You can't just add things to the outside of a train, as you have a certain "gauge" (Not sure if that's the word for it) on a track/tunnel/etc.


You can when you build new lines for your maglev trains.


To be honest, I think wind resistance would play a lot bigger factor than people give it credit for since its force scales nonlinearly with velocity.

At 1000 or even just 600 km/h, wind resistance would do some damage just by letting off the accelerator.


Would be cool to make a system where the train could drop off tailing cars and redirect them to stops, and pick up new cars which are accelerated to a matched speed and then linked, removing need for the train to fully decelerate at intermediate stops.


A similar system could drop off middle cars...


Good point! You could have engines on the front and back cars, approaching a stop could make trailing cars apply slight breaking to create separation between them when going over 'router' tracks, allowing leave the train and new cars to enter in the gaps, then back engine could accelerate gradually to unify the train before switching main power back to front car.

This would be really fun to watch in action.


Or when it fails.


I think 1000 km/h travel would bring HUGE benefits.

State-of-the-art high-speed trains at 350 km/h tend to waste less time than planes for distances shorter than about 1000 km if you include the time it takes to get to the airport, check-in, go through security, and all that nonsense. Beyond 1000 km journeys, planes tend to be more time-saving.

1000 km/h is about the cruising speed of an aircraft so if it were possible to achieve that with a train, it would no longer make sense to take planes for the same journey -- which would be HUGE plus for comfort for, say, trips between Europe and Asia. Imagine for a 10-hour journey that you could walk around freely, enjoy massive amounts of legroom, enjoy the views of Siberia, sleep in peace and quiet, dine at a dining table, and not have to be strapped into a seat all the time. For high-volume routes it is also likely to be lower-carbon in the long run than air travel, and at the very least, can be powered on something more sustainable and less polluting than jet fuel. The bulk of your environmental impact would come from laying the track itself, so it would have to be a route of extremely high tourism or business importance, e.g. Shenzhen-Shanghai-Beijing-Moscow-Warsaw-Frankfurt-Paris-London or some such. Or Los Angeles to New York.


The problem is any accident at that speed everyone on the train or near vicinity is toast. Even a plane coming in to land is around 300km/h.


As opposed to the countless survivors of most plane crashes.

Not to mention the one critical advantage of the train, run out of fuel or some breakdown, you just stop in the middle of nowhere, on a plane, it's likely a different ending unless flying near Hudson river with an amazing pilot.


I don't think too many survivors are expected if a train derails at 280 km/h?


High speed trains don't derail that often if built well. Modern high speed rail systems have better safety records than planes.

China's high speed rail system has had 1 accident with 40 deaths out of several billion passenger kilometers of trips, and that was involving a slower, older technology.
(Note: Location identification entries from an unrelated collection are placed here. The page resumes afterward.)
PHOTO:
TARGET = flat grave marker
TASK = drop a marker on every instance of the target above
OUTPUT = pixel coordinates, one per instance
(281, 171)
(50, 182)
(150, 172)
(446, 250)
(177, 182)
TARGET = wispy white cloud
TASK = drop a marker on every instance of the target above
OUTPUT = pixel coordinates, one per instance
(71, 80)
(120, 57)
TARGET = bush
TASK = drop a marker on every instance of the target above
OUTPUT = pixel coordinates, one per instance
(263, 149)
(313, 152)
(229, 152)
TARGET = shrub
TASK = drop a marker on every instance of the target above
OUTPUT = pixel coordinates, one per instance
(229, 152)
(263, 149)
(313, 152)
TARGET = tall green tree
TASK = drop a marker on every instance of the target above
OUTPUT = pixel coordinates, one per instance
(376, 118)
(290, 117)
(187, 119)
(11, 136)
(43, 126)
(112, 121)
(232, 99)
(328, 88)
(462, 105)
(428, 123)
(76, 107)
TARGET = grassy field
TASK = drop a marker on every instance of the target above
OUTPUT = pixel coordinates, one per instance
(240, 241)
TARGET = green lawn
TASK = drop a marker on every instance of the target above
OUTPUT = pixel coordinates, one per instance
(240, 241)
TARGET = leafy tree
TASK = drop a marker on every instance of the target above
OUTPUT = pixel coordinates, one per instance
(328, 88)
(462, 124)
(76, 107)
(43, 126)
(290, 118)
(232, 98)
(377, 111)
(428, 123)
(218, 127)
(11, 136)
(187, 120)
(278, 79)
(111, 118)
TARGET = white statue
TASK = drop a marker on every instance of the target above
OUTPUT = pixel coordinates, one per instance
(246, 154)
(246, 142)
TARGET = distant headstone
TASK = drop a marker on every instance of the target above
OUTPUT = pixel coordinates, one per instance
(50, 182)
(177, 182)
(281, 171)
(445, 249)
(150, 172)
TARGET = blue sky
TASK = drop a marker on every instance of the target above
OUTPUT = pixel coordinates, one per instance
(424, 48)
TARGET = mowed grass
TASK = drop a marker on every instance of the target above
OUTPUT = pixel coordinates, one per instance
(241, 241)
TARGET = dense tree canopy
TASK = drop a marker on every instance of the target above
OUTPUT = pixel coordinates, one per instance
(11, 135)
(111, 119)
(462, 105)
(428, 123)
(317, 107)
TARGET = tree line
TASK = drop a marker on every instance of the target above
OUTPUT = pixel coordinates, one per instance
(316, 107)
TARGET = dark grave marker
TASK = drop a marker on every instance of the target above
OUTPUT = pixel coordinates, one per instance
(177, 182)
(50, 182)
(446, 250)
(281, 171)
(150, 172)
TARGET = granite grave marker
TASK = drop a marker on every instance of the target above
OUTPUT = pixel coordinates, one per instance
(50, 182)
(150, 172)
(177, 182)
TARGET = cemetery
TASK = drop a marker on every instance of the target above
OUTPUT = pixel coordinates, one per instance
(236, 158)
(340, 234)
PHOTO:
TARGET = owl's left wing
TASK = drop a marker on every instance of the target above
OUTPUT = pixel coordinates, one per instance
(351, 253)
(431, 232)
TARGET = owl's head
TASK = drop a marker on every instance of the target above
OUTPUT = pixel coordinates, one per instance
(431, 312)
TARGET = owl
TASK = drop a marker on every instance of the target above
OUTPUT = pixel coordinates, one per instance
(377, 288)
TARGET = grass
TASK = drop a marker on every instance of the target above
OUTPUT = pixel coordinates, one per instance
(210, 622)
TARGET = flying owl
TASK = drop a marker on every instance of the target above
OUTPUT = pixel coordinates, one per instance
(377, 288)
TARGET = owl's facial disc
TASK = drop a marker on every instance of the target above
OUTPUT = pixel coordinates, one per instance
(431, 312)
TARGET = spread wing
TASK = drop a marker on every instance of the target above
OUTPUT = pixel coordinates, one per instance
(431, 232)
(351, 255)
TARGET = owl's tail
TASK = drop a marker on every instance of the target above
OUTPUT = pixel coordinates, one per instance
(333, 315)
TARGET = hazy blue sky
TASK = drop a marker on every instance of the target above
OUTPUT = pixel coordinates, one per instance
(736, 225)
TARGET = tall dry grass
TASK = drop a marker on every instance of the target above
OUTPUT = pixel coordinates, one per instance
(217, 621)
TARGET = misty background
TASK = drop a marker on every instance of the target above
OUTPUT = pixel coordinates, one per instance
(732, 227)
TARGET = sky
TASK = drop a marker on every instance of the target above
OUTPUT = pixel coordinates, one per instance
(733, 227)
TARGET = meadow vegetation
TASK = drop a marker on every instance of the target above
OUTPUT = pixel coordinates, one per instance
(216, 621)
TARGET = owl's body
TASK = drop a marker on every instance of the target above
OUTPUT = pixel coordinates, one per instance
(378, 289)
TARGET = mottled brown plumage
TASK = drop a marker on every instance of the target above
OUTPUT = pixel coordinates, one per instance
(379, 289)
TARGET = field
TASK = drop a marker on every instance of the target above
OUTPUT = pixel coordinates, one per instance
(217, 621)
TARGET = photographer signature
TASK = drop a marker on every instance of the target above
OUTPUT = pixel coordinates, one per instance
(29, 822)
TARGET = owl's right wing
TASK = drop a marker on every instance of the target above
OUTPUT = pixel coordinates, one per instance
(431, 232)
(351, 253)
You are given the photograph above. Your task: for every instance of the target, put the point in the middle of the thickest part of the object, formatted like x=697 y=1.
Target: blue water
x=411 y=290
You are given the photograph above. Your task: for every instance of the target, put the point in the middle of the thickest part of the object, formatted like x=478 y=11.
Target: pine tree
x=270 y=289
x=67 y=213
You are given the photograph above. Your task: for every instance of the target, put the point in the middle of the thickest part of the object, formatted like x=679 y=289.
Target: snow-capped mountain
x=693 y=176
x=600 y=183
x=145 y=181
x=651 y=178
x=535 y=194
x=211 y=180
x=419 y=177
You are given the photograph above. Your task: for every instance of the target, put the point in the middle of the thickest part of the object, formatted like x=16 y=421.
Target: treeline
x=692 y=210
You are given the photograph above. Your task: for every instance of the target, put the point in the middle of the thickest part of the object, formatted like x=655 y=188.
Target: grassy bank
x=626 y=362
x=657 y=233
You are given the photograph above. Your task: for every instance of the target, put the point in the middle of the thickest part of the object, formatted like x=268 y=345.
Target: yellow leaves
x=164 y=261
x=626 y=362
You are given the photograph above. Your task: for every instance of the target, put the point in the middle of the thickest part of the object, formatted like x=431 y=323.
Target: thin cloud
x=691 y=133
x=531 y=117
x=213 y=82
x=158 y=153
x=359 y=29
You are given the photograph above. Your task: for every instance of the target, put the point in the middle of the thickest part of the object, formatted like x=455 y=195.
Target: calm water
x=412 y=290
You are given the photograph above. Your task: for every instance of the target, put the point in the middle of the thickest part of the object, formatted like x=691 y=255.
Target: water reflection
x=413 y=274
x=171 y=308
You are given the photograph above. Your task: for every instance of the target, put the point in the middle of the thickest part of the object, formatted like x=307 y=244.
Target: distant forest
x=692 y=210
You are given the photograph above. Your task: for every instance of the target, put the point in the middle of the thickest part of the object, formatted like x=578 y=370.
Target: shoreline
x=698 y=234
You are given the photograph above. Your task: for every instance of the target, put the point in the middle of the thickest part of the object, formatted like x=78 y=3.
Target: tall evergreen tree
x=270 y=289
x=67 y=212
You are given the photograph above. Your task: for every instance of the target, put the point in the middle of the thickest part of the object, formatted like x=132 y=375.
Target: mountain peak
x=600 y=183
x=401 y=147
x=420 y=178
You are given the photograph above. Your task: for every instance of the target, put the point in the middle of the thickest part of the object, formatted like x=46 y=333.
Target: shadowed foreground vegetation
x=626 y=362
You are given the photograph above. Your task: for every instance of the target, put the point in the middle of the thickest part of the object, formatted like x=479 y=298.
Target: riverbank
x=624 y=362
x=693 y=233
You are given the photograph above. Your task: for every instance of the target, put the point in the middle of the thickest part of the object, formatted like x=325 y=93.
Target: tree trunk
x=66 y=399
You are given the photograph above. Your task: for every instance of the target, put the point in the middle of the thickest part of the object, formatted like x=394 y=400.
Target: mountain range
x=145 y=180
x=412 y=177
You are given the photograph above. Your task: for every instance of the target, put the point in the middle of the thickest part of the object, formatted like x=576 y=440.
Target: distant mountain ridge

The latest, fastest trains in China have not had any accidents to date.

Japan's Shinkansen has had 2 derailments in half a century of operation, one due to an earthquake and one due to inclement weather. Both incidents had zero injuries.

The European systems have had notably higher accident rates but still surpass the safety records of planes.


The article says that for 1000 km/h they would be using vacumn tubes. With vacumn tubes there's no air resistance and theoretically no need to continue adding power once you're at speed.


Shanghai-Beijing route is 350 kmph again, they think about the ways to increase it up to 400 kmph.


There are currently 61 high-speed trains from Wuhan to Guangzhou on most days (although to different stations in Guangzhou). The fastest one is now just under 4 hours.


That's only if it does stop 4-5 times, though. Japan's HSR has trains where some stop at intermediate stations and some just go between major cities.